Syllabi

TEACHING PHILOSOPHY

 

Adapted from Donald Palmer's Does the Center Hold? (1991)

 


Tidbits of my Teaching 'Wisdom':

 

  1. Teaching philosophy does not betray the essence of 'philosophical attitude' by renouncing to be dead serious and deprived of humbling self-irony. The "gay kind of seriousness" runs counter only to the grim and solemn tone in philosophy, not to its inner truth and its life value.

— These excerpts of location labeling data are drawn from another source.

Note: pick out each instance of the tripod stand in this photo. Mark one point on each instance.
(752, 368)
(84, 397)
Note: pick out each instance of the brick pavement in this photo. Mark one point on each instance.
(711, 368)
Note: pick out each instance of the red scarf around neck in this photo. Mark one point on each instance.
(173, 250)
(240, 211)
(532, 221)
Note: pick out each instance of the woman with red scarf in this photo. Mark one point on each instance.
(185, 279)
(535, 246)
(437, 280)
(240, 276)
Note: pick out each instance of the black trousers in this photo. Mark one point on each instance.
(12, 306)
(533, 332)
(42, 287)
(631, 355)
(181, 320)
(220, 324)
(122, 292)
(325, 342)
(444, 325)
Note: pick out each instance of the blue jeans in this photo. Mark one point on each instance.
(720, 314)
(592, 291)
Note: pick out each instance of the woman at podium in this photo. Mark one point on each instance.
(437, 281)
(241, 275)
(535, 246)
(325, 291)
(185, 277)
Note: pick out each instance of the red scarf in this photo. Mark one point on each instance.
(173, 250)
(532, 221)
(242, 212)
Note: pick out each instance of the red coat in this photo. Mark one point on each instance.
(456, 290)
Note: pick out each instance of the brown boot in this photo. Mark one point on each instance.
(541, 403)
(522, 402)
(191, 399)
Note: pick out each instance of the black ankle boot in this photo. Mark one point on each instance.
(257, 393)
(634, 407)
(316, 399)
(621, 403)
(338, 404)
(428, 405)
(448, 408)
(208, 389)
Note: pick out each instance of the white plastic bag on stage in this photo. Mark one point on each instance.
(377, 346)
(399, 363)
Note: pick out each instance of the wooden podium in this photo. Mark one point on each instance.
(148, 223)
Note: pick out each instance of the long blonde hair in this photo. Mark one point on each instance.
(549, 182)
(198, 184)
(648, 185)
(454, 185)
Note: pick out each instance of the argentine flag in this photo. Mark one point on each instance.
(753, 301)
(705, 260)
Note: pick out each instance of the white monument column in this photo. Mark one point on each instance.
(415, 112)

On the contrary, by suppressing the humorous and the "funny" part of philosophical education we run the risk of misrepresenting the spirit of philosophical thinking which is inextricably tied to the ability to sneer and laugh at every authority and every established doctrine.
  2. The chances to be successful in the classroom, that is to say to arouse the latent intellectual curiosity of students and then to nourish it with some hints for further independent study, rise dramatically if we appeal to the sense of sight by using images and pictorial representations (charts, diagrams, drawings, cartoons, reproductions from the history of art, films, CD-ROM's). If the language of philosophy cannot help being abstract, teaching philosophical concepts and ideas does not have to be at odds with the lures and appeals of visual experience. After all, vision is "the most despotic of our senses". (Wordsworth)
  3. The classroom setting is never entirely natural (no matter what the official ideology suggests), but it has many advantages over any direct implementation of philosophy at home or on the street. Especially if we manage to reproduce our perceptual experience as a self-reflective image of human condition in all its variety. Therefore the resonance with students hinges much more on our ability to induce the atmosphere of asking questions and challenging accepted patterns than on our skill to instill and transmit knowledge as a well defined "body of information".